Hear that wind? 40 degrees I cant feel my toes!!!!! Wind gust at around 40 MPH...And the G/C asked me ..Do think that mud will freeze in the bucket? LMFAO!!!!!!!!!!!!!!!!!! I'm thinking NAW! That's not the problem were gonna have here you stupid mother [email protected]#$!!! 


http://www.youtube.com/watch?v=knmSOW29FPo&feature=youtu.be


----------



## McDusty (Oct 12, 2009)

I can't believe you guys are using fossil fuel heaters to try and dry / heat jobs. That's a big no no. Right on the box, 'DO NOT USE FOSSIL FUEL HEAT'

no heat, no work, that simple. 220v electric box heaters are a must if the furnace is not hooked up.


----------



## Mudslinger (Mar 16, 2008)

....


----------



## moore (Dec 2, 2010)

McDusty said:


> I can't believe you guys are using fossil fuel heaters to try and dry / heat jobs. That's a big no no. Right on the box, 'DO NOT USE FOSSIL FUEL HEAT'
> 
> no heat, no work, that simple. 220v electric box heaters are a must if the furnace is not hooked up.

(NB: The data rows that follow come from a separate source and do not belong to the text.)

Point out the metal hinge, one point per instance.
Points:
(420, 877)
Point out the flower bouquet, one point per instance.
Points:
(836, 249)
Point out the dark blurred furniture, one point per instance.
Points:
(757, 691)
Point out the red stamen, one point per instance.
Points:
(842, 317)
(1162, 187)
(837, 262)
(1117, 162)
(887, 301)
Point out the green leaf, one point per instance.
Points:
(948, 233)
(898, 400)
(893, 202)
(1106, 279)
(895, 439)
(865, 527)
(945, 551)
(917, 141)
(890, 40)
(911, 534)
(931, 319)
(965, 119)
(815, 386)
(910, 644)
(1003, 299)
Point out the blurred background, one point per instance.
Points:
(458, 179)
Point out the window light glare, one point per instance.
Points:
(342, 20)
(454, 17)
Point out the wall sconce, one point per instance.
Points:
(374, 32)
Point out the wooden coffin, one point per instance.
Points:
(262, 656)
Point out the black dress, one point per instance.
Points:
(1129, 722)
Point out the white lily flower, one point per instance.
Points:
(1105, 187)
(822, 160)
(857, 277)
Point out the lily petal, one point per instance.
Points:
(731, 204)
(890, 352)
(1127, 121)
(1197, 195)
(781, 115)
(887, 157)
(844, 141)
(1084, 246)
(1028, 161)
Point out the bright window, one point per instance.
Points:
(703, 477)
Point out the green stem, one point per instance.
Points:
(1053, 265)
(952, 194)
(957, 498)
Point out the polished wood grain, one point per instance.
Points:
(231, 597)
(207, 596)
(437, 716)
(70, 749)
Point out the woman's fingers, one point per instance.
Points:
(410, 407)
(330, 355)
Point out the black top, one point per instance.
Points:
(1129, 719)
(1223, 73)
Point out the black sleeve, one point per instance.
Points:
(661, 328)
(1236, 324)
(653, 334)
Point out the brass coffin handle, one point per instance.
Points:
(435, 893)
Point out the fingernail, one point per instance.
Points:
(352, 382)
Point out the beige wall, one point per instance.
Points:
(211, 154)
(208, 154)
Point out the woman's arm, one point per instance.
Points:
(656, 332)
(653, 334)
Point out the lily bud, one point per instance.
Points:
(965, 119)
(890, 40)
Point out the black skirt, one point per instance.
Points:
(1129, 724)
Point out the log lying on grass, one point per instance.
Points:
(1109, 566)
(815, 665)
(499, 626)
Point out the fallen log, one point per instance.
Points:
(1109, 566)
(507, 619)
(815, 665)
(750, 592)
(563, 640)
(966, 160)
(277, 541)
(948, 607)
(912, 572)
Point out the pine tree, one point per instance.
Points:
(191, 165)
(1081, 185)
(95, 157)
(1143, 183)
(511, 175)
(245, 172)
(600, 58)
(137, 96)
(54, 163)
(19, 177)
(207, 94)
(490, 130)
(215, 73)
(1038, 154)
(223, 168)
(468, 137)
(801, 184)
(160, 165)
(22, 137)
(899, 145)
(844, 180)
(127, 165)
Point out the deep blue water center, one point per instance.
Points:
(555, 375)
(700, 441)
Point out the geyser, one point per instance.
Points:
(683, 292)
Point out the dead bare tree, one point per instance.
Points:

Your preaching to the choir ...


----------



## 2buckcanuck (Jul 9, 2010)

McDusty said:


> I can't believe you guys are using fossil fuel heaters to try and dry / heat jobs. That's a big no no. Right on the box, 'DO NOT USE FOSSIL FUEL HEAT'
> 
> no heat, no work, that simple. 220v electric box heaters are a must if the furnace is not hooked up.


I agree with you 100%, but it's not that a statement on the side of a mud box made builders change their minds. It was because Complete subdivisions burned to the ground, and workers dying of Carbon monoxide poisoning that brought on change about fossil fuel heating.

I started out in this trade as a rocker, and if you cried for heat, they considered you a suck tit. So alot of rockers would get their own propane heaters to take the chill off the air. Well the tapers never started a house until the furnace got hooked up.(thats why this freezing cold canuck eventually became a taper:whistling2

Then the mechanical trades began to say the warranty on the furnace would be void because of all the drywall dust. Thats when the on slot of propane heat hit a high. Till the billion dollar insurance claims from fire and death became a issue from fossil fuel use, the insurance companies and government stepped in and implemented new laws..........

So I can get why guys use gas heat/salamanders to heat their jobs, we were there before. Unfortunately, it takes one of us poor working slobs to die on the job to see change. Or worst of all, some builder/GC loses his job to fire, and his insurance rates go up. A kick in their wallet is the only thing that opens their eyes up


----------